The UK has announced new measures to ban all new petrol and diesel cars from 2040, as part of a £3 billion plan to tackle air pollution.
The announcement follows a pledge from French President Emmanuel Macron earlier this month that France will also ban the sale of cars dependent on fossil fuels by 2040 to transition to a carbon-neutral society by 2050.
But is Britain really moving towards a more eco-friendly future? The reaction on social media was mixed.
Great that UK is joining France in diesel and petrol ban by 2040 🎉 For now need to intro car free zones in residential areas 👶 @michaelgove— Sarah Catton (@CattonKelly) July 26, 2017
Britain bans sale of petrol and diesel cars from 2040. The world is changing. Businesses that don't keep up don't have much of a future.— Sipho Kings (@SiphoKings) July 26, 2017
2040 deadline for end of new petrol/diesel cars seems woefully unambitious— Jane Merrick (@janemerrick23) July 26, 2017
Previously, the move had just been an “ambition” for the Conservative government.
The new approach will involve £255 million in local council funding to “come up with an imaginative solution” to illegal levels of the pollutant nitrogen oxide.

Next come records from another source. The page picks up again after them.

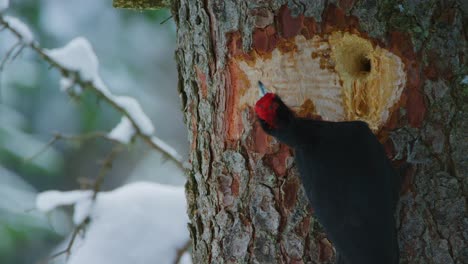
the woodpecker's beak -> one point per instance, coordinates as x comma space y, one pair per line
262, 90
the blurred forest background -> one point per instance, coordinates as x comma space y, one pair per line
136, 55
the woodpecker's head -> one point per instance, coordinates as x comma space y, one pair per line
273, 114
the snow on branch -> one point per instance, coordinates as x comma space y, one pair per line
156, 213
79, 65
22, 31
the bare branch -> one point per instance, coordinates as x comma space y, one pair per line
9, 53
105, 167
86, 84
68, 249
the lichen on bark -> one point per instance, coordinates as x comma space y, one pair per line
246, 204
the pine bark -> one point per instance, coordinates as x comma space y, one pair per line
245, 200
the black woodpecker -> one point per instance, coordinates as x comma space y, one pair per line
347, 177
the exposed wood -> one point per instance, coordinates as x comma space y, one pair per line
246, 204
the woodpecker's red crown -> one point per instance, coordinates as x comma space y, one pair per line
266, 109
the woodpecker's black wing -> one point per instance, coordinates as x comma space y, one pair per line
352, 187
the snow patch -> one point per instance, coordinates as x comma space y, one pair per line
77, 55
134, 110
50, 200
4, 5
18, 25
140, 222
123, 132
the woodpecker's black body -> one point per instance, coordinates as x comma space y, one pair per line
349, 181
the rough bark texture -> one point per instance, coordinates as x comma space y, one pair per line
245, 200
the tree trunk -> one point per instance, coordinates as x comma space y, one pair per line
400, 67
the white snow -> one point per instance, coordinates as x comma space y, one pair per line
134, 110
77, 55
21, 28
50, 200
123, 132
140, 222
3, 5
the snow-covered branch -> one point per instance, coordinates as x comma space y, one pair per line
79, 65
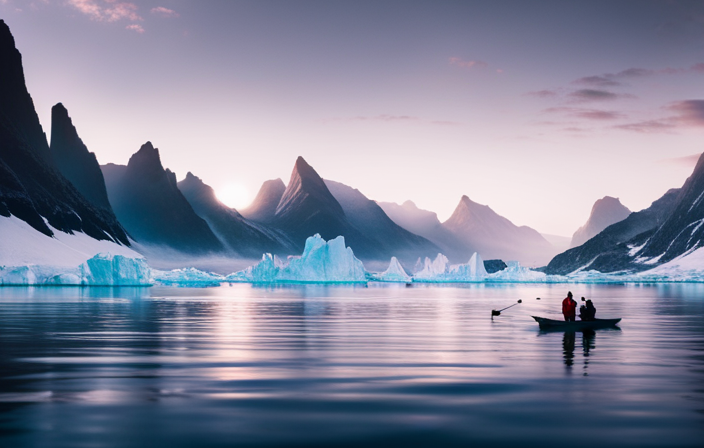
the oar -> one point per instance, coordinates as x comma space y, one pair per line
498, 313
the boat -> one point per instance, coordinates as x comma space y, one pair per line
578, 325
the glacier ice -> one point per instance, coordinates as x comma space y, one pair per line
188, 276
101, 270
321, 262
439, 271
394, 273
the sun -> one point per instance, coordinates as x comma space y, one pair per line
234, 195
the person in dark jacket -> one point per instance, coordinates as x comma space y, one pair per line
569, 308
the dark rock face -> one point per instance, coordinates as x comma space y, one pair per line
426, 224
606, 211
246, 238
147, 201
307, 207
31, 186
683, 230
263, 208
73, 159
610, 250
494, 236
492, 266
372, 221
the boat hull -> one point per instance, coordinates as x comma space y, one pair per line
551, 324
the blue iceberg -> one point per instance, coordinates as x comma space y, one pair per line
321, 262
394, 273
101, 270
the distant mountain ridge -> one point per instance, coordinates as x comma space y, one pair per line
605, 211
672, 227
310, 205
240, 235
494, 236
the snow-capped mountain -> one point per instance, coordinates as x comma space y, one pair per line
371, 220
147, 201
494, 236
307, 207
426, 224
263, 208
244, 237
606, 211
610, 250
32, 189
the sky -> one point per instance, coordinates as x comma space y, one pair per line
535, 108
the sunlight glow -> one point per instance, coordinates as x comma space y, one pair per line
234, 195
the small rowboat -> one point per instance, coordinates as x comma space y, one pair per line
579, 325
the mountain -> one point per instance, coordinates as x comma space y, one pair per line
307, 207
32, 187
263, 208
606, 211
368, 217
611, 250
147, 201
494, 236
246, 238
73, 159
426, 224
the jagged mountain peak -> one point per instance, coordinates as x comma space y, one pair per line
263, 207
146, 159
605, 212
306, 185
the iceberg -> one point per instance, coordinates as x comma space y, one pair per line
321, 262
438, 271
515, 273
432, 270
188, 276
101, 270
394, 273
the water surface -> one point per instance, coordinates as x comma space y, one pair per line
319, 365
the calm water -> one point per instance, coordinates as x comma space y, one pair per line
348, 366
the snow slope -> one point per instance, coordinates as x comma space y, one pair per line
21, 245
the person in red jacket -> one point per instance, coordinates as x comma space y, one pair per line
569, 308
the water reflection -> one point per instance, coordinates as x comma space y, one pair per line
307, 365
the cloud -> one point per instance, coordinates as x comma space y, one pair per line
468, 64
543, 94
615, 79
686, 161
597, 95
589, 114
107, 10
597, 81
165, 12
648, 126
689, 112
136, 28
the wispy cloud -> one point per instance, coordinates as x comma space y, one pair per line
543, 93
687, 161
468, 64
136, 28
648, 126
597, 95
165, 12
616, 79
689, 112
107, 10
589, 114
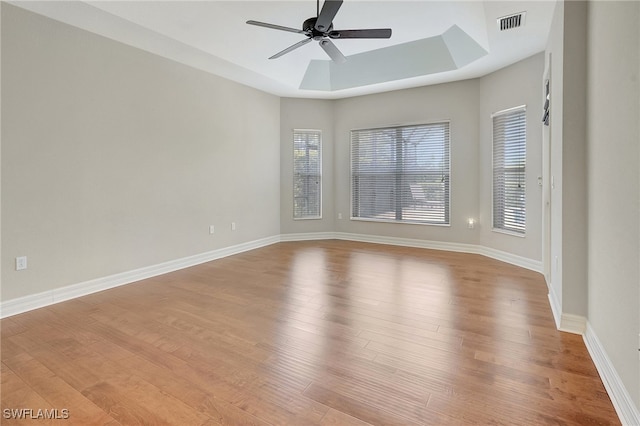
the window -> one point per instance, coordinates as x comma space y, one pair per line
401, 174
307, 174
509, 154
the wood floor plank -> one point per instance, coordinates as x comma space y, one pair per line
309, 333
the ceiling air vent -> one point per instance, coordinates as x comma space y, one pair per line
511, 21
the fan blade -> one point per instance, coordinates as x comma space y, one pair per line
332, 51
290, 48
276, 27
329, 10
370, 33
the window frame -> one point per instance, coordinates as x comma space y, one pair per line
447, 204
503, 230
309, 217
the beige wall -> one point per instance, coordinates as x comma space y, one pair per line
115, 159
614, 184
566, 59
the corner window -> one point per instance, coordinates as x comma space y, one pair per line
307, 174
509, 161
401, 174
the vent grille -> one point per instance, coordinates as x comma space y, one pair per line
511, 21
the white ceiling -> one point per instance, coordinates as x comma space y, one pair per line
213, 35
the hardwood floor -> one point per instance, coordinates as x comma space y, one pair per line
311, 333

This could mean anything from cleaning up public transport services to reprogramming traffic lights.
Outdoor air pollution has been linked to 40,000 premature deaths in the UK every year, according to the Royal College of Physicians. The economic cost is estimated at over £20 billion a year — in one recent year, this included £2.7 billion is lost productivity. The carbon emissions also contribute to the greenhouse effect, which surges the process of climate change into fast forward.
So this is what it will be like by 2040 in UK. pic.twitter.com/xbkX7aKYq1— Blake Ridder (@BlakeRidder) July 26, 2017
“We have to get rid of petrol and diesel cars off our roads if we’re going to make sure not only we deal with the health problems that air pollution causes, but also that we meet our climate change targets,” said Michael Gove, the Environment Secretary, “and the good news is that the car industry is already moving in this direction.”

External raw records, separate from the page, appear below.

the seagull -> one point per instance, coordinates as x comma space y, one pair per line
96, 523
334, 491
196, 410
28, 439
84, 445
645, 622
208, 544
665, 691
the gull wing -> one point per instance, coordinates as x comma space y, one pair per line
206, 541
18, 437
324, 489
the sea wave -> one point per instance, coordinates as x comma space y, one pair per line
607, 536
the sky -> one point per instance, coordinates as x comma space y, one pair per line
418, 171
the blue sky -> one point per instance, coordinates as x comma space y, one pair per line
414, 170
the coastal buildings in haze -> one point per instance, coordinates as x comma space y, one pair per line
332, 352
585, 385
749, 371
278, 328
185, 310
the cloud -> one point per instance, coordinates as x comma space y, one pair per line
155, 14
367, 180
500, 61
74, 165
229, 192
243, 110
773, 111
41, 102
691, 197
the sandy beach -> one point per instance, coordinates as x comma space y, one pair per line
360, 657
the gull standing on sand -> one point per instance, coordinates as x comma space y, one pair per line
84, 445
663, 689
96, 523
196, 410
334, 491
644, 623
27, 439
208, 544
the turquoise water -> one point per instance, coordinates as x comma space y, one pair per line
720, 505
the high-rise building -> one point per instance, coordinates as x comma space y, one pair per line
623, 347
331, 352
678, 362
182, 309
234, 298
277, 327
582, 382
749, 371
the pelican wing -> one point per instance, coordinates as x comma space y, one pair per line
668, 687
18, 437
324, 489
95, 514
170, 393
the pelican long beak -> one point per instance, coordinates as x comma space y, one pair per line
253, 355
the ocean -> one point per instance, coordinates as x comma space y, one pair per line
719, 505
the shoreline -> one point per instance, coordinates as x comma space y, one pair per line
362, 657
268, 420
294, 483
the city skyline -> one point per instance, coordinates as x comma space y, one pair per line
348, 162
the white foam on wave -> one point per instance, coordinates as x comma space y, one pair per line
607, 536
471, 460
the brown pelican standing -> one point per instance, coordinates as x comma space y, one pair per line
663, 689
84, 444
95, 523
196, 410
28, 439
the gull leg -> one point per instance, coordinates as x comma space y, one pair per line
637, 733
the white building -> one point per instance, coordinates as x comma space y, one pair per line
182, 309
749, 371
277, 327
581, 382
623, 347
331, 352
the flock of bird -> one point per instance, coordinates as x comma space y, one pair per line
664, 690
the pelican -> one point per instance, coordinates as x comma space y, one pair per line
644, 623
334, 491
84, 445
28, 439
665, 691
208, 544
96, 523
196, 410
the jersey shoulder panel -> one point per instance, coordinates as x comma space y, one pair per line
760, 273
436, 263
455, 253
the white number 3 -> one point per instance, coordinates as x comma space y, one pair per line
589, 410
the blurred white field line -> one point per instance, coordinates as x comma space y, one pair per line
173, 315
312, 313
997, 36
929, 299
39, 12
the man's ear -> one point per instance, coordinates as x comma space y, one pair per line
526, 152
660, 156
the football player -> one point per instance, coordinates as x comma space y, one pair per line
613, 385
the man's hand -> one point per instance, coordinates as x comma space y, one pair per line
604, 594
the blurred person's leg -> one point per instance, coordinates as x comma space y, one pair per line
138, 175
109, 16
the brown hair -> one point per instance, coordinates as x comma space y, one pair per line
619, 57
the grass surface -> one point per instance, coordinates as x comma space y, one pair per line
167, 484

Gove refers to Swedish car company Volvo, who have pledged to prioritise the production of electric cars. Volvo will only build electric cars from 2019 onwards, whilst BMW plan to build all models of its fully electric Mini within the UK.
However, some activists have protested that the announcement is just a “smokescreen” to distract from the absence of quicker, more comprehensive solutions. Notable omissions from the plan includes a vehicle scrappage scheme to actively reduce diesel powered engines on the road and a mandate for councils to charge the worst polluting vehicles before entering cities.
Fear that new car petrol/diesel ban in 23 years time is smokescreen for weak measures to tackle 40,000 deaths a year from air pollution now.— Ed Miliband (@Ed_Miliband) July 25, 2017
“We cannot wait nearly a quarter of a century for real action to tackle the public health emergency caused by air pollution,” said Areeba Hamid from Greenpeace UK. “It means that children across the UK will continue to be exposed to harmful air pollution for years to come, with potentially irreversible impacts.”
The UK government's flagship announcement follows a draft strategy set out in May that was criticised by environmental lawyers for being “weak” and “woefully inadequate”. The High Court sent it back, and ordered the government to produce better plans by July 31.
The end of the road might be in sight for petrol and diesel cars in the UK. But Gove’s responsibility to protect the future of the environment must stretch further. He has so far remained quiet on the Global Citizen campaign to halve the 88 million tonnes of food wasted within EU members states before 2030. Until Britain negotiates its exit from the EU, it still has influence — and it’s vital that Gove supports the 70,000 people who have backed the food waste campaign to make these targets law.